Body weight of male rats (30- to 35-days old) previously suckled in litters with 9 or 15 pups (respectively, L 9 and L 15 condition). Gln250, Gln500, and Gln750 are rats treated per gavage from postnatal days 7–27 with l-glutamine at the doses of 250, 500 and 750 mg/kg/day, respectively. Data are mean ± SD. Asterisk indicate significant difference between L 15 and the corresponding L 9 groups (p < 0.05; one-way ANOVA followed by the Holm–Sidak test)

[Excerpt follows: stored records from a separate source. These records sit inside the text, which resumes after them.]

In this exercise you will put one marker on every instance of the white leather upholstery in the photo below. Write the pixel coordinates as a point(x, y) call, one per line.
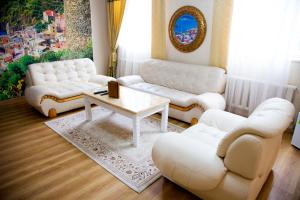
point(61, 79)
point(183, 84)
point(73, 70)
point(196, 79)
point(192, 158)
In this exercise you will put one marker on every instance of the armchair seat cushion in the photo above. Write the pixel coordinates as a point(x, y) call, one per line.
point(206, 134)
point(177, 97)
point(193, 165)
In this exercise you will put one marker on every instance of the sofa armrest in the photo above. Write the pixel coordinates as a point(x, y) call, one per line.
point(211, 100)
point(101, 79)
point(190, 163)
point(220, 119)
point(35, 93)
point(130, 80)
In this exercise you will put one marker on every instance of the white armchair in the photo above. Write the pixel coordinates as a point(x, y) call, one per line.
point(225, 156)
point(56, 87)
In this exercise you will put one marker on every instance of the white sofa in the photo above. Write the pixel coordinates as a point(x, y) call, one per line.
point(55, 87)
point(225, 156)
point(192, 89)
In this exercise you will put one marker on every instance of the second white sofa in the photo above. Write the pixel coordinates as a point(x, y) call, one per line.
point(192, 89)
point(55, 87)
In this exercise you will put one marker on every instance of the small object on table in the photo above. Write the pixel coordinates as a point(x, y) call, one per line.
point(100, 92)
point(113, 89)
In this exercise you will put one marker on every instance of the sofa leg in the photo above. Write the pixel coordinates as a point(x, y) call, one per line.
point(194, 121)
point(52, 113)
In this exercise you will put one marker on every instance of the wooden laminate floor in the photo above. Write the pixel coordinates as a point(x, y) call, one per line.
point(36, 163)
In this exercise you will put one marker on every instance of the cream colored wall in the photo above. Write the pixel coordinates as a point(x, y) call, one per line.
point(99, 35)
point(294, 79)
point(202, 54)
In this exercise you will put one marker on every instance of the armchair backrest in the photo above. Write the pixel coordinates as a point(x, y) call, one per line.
point(250, 149)
point(270, 118)
point(196, 79)
point(73, 70)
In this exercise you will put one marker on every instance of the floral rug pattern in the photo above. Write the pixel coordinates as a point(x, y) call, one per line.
point(107, 139)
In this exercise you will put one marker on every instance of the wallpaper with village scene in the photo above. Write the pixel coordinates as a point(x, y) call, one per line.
point(35, 31)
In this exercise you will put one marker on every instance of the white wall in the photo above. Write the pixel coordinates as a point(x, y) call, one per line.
point(99, 35)
point(202, 54)
point(294, 79)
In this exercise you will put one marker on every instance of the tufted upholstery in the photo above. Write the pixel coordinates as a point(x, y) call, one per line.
point(69, 70)
point(196, 79)
point(62, 80)
point(183, 84)
point(225, 156)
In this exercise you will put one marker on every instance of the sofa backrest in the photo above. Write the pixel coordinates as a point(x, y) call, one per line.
point(196, 79)
point(66, 70)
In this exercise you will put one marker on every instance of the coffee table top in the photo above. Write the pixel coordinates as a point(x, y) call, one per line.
point(131, 100)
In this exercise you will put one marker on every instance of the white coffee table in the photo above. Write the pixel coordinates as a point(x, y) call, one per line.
point(133, 104)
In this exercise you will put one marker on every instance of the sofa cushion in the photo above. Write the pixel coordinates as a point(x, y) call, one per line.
point(196, 79)
point(67, 89)
point(177, 97)
point(67, 70)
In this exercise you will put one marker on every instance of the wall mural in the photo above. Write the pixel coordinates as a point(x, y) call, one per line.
point(34, 31)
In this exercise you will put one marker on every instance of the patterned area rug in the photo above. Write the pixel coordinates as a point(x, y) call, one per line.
point(108, 141)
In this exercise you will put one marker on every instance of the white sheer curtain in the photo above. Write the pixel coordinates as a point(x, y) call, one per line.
point(135, 37)
point(263, 39)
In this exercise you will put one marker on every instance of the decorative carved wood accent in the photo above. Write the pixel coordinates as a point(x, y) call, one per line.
point(52, 113)
point(194, 121)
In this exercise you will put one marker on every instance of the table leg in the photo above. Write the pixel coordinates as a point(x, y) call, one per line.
point(164, 118)
point(88, 111)
point(136, 131)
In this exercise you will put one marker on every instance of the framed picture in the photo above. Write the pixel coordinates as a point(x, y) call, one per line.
point(187, 29)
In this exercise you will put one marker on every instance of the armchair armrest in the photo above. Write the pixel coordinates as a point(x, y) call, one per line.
point(130, 80)
point(211, 100)
point(244, 155)
point(101, 79)
point(220, 119)
point(190, 163)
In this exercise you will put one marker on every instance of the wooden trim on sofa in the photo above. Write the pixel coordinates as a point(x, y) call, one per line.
point(63, 100)
point(58, 100)
point(185, 109)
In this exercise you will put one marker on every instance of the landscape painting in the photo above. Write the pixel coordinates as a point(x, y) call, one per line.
point(186, 29)
point(34, 31)
point(31, 27)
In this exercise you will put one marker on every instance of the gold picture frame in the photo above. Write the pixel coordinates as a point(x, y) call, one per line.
point(187, 29)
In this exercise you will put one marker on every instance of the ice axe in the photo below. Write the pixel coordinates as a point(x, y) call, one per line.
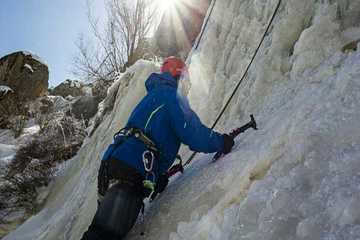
point(234, 133)
point(180, 167)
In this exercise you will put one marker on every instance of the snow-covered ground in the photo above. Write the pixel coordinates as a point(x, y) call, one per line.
point(297, 177)
point(9, 145)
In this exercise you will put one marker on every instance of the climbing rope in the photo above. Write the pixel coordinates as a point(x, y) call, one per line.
point(206, 22)
point(244, 75)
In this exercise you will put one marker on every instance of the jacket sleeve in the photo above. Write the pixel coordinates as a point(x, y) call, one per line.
point(190, 130)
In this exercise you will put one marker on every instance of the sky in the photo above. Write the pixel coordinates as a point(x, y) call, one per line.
point(47, 28)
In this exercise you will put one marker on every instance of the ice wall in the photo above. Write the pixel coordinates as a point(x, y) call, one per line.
point(298, 177)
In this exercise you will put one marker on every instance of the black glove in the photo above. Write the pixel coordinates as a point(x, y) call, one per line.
point(103, 178)
point(228, 144)
point(160, 186)
point(161, 183)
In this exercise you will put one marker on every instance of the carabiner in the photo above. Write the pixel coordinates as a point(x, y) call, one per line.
point(148, 160)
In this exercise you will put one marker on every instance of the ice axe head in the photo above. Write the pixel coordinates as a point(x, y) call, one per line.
point(252, 122)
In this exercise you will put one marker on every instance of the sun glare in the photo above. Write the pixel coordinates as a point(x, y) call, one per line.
point(165, 5)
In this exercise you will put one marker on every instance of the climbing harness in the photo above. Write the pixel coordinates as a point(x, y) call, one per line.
point(243, 76)
point(148, 160)
point(148, 157)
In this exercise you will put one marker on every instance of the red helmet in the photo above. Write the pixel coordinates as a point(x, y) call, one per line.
point(175, 66)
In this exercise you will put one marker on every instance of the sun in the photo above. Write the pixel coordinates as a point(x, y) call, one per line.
point(165, 5)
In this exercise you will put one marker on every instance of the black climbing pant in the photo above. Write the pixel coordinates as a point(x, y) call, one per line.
point(116, 215)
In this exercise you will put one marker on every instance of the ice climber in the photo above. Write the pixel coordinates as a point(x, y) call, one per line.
point(135, 164)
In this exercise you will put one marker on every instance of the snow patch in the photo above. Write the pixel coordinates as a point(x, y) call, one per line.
point(34, 56)
point(5, 90)
point(29, 67)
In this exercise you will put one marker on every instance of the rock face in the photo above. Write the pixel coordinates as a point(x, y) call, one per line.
point(25, 74)
point(73, 88)
point(179, 27)
point(24, 78)
point(99, 89)
point(85, 107)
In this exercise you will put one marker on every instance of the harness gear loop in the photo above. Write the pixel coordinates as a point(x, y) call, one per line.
point(148, 160)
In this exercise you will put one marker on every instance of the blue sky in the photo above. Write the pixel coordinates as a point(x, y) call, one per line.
point(48, 28)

Elevated plus-maze and open field tests
The effect of Gln treatment on the anxiety-like behavioral activity in the elevated plus-maze, and in the open field tests is shown in Fig. 2. Regarding the elevated plus maze, in the L 15 condition, Gln500- and Gln750 groups traveled higher distance than the controls and presented with longer time in the open arms than the L 15-Gln250, naive, and vehicle groups (p < 0.05).
Behavioral activity, in the elevated plus maze and open field apparatus, of young rats that were previously suckled in litters with 9 and 15 pups (respectively, L 9 and L 15 condition). Gln250, Gln500, and Gln750 are rats treated per gavage from postnatal days 7–27 with l-glutamine at the doses of 250, 500 and 750 mg/kg/day, respectively. Bars represent mean values ± standard deviation. Asterisk indicates values that are significantly different from naive and vehicle control groups. Plus sign significantly different from control groups and from Gln250. Double plus sign significantly different from the control and from the corresponding L 9 groups (p < 0.05; ANOVA followed by Holm–Sidak test)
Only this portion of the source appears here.